Reviews

Amazonia

An early announcement about this year’s seasonal show at the Young Vic outlined a story in which twin boys create an enchanted tree in a rainforest which later exerts its magical spell over a troupe of dancers. Something has gone wrong along the way, and what we now have amounts to a something completely different and totally disappointing.

Amazonia is a limp and confusing parable about the death and resurrection of a black bull in a Brazilian village where a pregnant woman (Golda Rosheuvel) vomits on the stage – welcome to the Christmas season, kiddies – and develops an insatiable hunger first for exotic fruit, then snake’s eggs and finally the tongue of the poor old bull himself.

At the same time, the nephew (Chris New) of the village elder (Jeffery Kissoon) has returned from university with ideas of modernising the community and cutting down the trees. His cousin (Daisy Lewis) dreams of romance, and her call to the wild results in a little touch of Cirque du Soleil in the moonlight as a gymnast descends from the sky on silk ropes and a forest hunk – played by the lithely exotic Diogo Sales, who doubles as the bull in a body stocking – springs out of the deep lagoon.

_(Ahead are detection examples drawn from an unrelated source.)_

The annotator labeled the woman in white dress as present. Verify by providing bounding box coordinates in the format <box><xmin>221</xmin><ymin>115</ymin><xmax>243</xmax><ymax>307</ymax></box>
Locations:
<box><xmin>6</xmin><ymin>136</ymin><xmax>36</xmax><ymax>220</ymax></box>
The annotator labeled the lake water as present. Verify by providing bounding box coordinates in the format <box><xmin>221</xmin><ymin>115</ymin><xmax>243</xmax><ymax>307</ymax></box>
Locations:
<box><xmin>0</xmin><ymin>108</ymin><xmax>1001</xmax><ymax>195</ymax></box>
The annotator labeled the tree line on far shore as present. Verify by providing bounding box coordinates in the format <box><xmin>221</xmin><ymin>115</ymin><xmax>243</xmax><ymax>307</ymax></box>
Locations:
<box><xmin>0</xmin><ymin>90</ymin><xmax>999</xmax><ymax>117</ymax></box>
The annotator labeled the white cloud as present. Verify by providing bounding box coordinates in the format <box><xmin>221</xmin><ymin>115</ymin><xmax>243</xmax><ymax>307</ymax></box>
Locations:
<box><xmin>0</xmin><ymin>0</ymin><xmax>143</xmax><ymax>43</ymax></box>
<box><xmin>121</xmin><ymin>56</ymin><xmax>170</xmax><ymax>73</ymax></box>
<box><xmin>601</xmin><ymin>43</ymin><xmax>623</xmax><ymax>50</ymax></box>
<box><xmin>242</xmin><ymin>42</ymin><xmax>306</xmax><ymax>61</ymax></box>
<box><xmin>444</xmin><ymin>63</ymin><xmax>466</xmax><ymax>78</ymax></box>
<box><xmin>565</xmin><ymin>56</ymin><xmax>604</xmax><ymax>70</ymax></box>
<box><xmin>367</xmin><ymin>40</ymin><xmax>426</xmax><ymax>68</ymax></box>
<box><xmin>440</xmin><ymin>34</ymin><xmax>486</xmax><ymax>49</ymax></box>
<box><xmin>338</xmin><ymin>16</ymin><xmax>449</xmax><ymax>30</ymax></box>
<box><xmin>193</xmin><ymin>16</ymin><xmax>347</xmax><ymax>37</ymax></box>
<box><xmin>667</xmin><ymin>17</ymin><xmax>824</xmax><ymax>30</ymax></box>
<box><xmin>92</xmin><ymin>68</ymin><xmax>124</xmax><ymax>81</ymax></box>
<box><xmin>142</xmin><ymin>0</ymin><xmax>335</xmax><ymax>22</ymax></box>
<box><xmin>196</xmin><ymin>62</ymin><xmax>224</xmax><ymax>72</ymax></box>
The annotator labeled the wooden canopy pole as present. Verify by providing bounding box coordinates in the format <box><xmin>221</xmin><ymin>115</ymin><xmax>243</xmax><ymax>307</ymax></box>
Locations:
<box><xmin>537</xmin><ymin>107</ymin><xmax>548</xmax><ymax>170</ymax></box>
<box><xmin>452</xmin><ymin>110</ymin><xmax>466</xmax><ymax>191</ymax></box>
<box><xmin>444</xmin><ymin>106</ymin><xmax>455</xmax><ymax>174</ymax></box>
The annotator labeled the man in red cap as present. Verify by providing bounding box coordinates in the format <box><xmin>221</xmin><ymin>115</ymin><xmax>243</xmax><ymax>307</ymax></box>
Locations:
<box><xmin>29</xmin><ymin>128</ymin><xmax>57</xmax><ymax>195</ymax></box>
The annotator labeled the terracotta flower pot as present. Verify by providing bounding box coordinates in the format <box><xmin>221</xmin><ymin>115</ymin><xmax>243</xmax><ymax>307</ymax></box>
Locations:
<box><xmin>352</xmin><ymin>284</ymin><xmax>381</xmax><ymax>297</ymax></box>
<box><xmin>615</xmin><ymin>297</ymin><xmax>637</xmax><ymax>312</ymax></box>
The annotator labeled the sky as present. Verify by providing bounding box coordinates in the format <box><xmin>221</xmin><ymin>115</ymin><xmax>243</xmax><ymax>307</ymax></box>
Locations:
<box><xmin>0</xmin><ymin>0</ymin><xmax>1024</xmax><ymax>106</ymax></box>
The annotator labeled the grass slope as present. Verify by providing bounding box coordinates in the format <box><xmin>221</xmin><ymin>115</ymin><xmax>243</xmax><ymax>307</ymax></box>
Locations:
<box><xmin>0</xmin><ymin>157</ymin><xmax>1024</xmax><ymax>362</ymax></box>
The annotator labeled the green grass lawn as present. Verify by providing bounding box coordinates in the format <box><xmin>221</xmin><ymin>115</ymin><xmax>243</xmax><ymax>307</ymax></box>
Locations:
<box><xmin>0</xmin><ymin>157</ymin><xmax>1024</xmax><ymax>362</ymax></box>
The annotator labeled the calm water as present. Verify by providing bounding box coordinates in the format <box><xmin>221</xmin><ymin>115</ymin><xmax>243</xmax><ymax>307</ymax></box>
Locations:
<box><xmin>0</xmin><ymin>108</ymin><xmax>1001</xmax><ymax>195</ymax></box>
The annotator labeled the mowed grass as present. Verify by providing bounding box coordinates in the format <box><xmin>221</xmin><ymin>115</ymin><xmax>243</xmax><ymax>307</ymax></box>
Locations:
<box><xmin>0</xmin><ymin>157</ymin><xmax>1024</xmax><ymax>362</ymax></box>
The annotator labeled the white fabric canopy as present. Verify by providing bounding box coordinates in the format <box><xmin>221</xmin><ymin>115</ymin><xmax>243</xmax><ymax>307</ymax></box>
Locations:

Paul Heritage’s green and suspiciously worthy production has its carrot cake and eats it: the decimation of the rainforests is lamented in a directly quoted political speech by the heroic activist among the rubber trees, Chico Mendes, then ignored in a native finale of swirling costumes and a wedding dance. There is no consistency of style or aesthetic whatsoever.

This is surprising given that the Young Vic is run by a former anthropologist, David Lan, who knows all about these issues. The stage has been transformed into an enticing arrangement of promontories dominated by a huge wooden tree that is used only once, when the pregnant woman’s husband, played by the indomitable Simon Trinder, has to clamber perilously along one of its planks in search of what looks like a large cloth pomegranate. Even the comestibles are hopelessly inauthentic.

The show loses its nerve in some feeble pantomime sequences that make you long for the real thing, and the music of a Brazilian trio in red neck ties who run out of steam long before we run out of patience. This is not, alas, one of the Young Vic’s best seasonal shows, a blot on a fine tradition.